Genre:  FantasyThe Emancipation of Veronica
Publisher:   CreateSpace Independent Publishing
Pub.  May 2018

This is the fifth book in the Middle Falls Time Travel Series.  Still, it is a standalone read.  This reviewer didn’t know that the novel was part of a series until after finishing the book.  The story begins in 2018 when the protagonist, 80-year-old Veronica, is on her deathbed.  She is ready to die.   As she breathes her last breath she is anxious to learn the answers to the question we all wonder about—what happens after death?  Is there a heaven?  Is there a hell?  Or will it be an eternity of nothingness?  Once dead, Veronica opens her eyes, to see that she is back in 1958 and is a teenager again, wearing a poodle skirt and apparently babysitting.  The author does a good job with her complete confusion and excitement at seeing her old friends and parents again.  “Oh, Daddy, you’re so young and handsome,” she says.  Often you may think of the comedy-drama film, Peggy Sue Got Married.
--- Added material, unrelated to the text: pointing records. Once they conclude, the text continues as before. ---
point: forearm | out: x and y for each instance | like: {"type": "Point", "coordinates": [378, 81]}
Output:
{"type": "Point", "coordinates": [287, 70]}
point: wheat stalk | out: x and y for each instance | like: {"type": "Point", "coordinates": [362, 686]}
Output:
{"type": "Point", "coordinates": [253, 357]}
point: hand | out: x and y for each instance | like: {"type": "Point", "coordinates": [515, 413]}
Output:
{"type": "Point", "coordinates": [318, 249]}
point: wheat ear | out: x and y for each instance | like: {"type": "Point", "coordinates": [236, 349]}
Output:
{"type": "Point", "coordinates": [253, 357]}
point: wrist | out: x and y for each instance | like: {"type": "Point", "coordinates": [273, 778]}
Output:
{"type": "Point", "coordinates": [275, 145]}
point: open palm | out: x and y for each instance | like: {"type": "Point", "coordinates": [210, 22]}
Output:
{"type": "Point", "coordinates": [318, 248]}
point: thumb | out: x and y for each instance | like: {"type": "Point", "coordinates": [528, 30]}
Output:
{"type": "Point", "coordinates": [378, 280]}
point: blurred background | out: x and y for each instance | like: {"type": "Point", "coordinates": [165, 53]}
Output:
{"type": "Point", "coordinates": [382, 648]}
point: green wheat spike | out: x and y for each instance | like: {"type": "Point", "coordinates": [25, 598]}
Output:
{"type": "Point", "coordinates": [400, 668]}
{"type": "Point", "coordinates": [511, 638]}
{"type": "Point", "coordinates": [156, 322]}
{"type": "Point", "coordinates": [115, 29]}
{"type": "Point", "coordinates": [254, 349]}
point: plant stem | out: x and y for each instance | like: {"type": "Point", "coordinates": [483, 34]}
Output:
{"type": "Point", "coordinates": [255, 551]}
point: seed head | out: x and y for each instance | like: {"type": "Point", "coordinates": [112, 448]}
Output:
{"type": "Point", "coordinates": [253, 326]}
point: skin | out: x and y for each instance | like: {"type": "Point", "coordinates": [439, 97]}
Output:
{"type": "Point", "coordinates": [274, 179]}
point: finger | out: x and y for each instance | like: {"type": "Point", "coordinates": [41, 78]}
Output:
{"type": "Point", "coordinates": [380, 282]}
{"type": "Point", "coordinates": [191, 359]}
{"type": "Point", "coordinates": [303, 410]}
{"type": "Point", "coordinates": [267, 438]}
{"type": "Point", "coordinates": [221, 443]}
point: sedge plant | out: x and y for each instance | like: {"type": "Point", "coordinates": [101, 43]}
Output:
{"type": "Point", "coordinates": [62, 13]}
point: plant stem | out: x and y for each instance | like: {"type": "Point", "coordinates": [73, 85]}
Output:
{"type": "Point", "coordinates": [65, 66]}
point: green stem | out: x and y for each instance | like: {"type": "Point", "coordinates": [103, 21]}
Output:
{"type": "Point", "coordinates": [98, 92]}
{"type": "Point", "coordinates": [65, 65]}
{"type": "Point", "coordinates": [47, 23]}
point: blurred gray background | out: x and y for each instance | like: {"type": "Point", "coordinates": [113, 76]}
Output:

But the story theme isn’t really about time travel.  The author is asking the question, What If you could live your life over and over again until you got it right?  What would you do differently not to duplicate your mistakes made in each life?   Not an original thought but an interesting one, especially when you imagine yourself in such a situation. Where the story begins to become a bit tiresome is after Veronica’s second or third life. Each time she dies, she wakes up as a teenager at the same babysitting job.  Until she finally learns her own personal meaning of self-actualization, she and the reader are stuck in a purgatory-like, Groundhog Day existence.  If the author would have stayed with keeping his protagonist to a one do-over life, while adding in anything new to the theme, this may have been an interesting tale regarding the nature of changing oneself kept light with humor.  Instead, it can read as a bit preachy—neither marriage nor money guarantees happiness— time-loop redemption tale.  The novel is too cliché to encourage this reviewer to read the first four in the series.   This may not be the case for other readers who enjoy when characters get to stop the clock and start over again.  You will have to read the book yourself to decide.